David Nicholson was feeling bullish when I checked in with him late Tuesday afternoon. The Midtown Farmers Market, which he manages, had just squeaked into fifth place in national voting to crown the best farmers market in the country.
Not bad, considering nearly 5,000 markets are in the running.
Who cares if online voting (www.care2.com/farmersmarket) is mostly a clever gimmick to promote sustainable agriculture and bulk up e-mail lists? It's hard to not root for our spunky contender, which Star Tribune food writer Rick Nelson calls the Little Market That Could.
Now, it's the little market that just might.
"If we can hold our place, we'll be in good shape," Nicholson said of his current top-five status. "But we're still driving for first."

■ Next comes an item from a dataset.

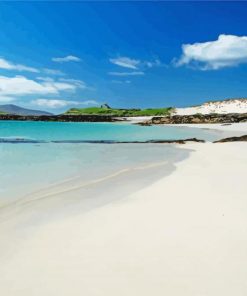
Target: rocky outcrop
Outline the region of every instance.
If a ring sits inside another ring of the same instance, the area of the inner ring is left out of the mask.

Voting ends in two weeks. The top spot carries a $5,000 prize (fifth place, $1,000). That's small potatoes if Powerball is your reference point, but a princely sum for a market of this scale, located in Minneapolis on a slab of concrete across from a strip mall off the Hiawatha light-rail line.
Needless to say, the setting isn't the selling point. People are. That would be people on both sides of nearly 75 booths overflowing with luscious home-grown produce, naturally raised meat, fresh-cut flowers, scones, baguettes and crepes, cheeses, coffee, nuts, herbs and pottery. The market also is one of the first in the nation to accept food stamps (EBT).
Located next to the Midtown YWCA at 2225 E. Lake St. in the parking lot of the former Anishinabe Academy School, the market opened in 2003 with other development around the Hiawatha line. Volunteers from seven south Minneapolis neighborhoods, led by the Corcoran Neighborhood Organization, came together to create a communal gathering place offering fresh food that has taken on a vibrant life of its own.